The problem is that if unremoved fuel is still fissioning, it generates more decay products. I don’t know how long a damaged reactor can continue to “smolder”, but I wouldn’t be surprised if it was decades or even centuries.
Beyond that, the TMI basement is contained and not going anywhere. It’s probably safest right where it is; dismantling it and dragging it off somewhere else drastically raises the chances of contaminating all sorts of stuff.
Thanks for the heads-up about Miss Caldicott; I had never heard of her before the VICE article. Of course, I’ve never heard of the guy who’s blog you linked to either, but he seems to bring up some valid points.
The idea that the screening simply uncovered more thyroid cancer than would normally be uncovered doesn’t seem to jive with the statistics and what it seems the numbers should have been, but I’m willing to sit that out and wait to see what future data indicates or to take a look at other evidence. I’ve read more about Iodine 131 tonight than I ever thought I would, for instance.

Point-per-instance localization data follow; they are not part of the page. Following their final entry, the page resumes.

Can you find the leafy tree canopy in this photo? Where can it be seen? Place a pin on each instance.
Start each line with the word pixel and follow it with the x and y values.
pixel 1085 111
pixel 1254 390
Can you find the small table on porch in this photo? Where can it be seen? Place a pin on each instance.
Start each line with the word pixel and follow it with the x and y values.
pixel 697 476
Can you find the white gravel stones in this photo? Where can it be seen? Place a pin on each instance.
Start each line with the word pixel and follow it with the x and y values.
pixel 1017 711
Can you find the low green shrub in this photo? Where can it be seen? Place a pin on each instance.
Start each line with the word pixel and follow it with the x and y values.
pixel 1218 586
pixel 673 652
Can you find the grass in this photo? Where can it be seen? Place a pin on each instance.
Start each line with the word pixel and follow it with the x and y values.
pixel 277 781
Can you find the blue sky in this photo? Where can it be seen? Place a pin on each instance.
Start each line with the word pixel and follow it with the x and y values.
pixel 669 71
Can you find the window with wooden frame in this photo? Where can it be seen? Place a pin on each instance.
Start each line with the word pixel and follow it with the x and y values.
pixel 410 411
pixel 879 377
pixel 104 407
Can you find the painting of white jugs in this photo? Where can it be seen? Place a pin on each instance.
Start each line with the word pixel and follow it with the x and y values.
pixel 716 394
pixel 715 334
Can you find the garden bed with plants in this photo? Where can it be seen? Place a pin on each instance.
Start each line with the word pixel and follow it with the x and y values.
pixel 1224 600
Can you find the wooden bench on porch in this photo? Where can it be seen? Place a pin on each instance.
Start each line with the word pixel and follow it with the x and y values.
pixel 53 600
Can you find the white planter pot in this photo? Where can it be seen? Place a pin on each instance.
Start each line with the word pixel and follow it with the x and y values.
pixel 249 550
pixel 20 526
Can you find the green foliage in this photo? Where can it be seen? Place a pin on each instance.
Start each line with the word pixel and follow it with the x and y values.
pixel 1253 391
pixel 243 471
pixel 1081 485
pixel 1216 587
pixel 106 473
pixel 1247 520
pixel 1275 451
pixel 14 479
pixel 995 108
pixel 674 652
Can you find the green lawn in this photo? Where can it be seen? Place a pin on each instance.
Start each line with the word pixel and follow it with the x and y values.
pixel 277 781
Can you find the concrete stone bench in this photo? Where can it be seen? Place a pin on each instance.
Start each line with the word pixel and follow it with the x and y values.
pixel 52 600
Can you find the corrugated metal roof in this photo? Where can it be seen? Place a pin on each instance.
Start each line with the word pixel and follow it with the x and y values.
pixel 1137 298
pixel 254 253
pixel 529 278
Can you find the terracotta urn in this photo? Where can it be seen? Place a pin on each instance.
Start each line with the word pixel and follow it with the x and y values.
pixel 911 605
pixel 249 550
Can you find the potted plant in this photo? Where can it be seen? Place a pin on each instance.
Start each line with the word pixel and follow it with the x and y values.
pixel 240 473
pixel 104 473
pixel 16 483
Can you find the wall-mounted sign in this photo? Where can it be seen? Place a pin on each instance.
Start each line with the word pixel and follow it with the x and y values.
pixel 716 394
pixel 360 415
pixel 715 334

If we take those pieces of info out, tho, Jack, does it affect much about the perception of the situation in Fukushima today?
That’s because it isn’t backed up by any science. Your “source” is simply something somebody made up to try and cast doubt on even the possibility that children were exposed to Fukushima radiation.
See? Who needs science, actual testing, facts, when you can just make something up? And the people who don’t want Fukushima to be a problem will just buy it. The “source” goes on to claim other things it just can’t know, like the exposure rates and amounts.
See? They just say something, and it becomes true, because they want it to be true. And these same people think they actually know something. They somehow know more about medicine and the Japanese doctors involved. They are experts about children’s health and radiation exposure and cancer rates.
They “know” that if we checked children they would all actually have thyroid cancer rates a hundred times higher than what is currently stated by medical experts.
And because the nuclear believer wants this to be true, they simply believe it, and the problem, for them, is solved.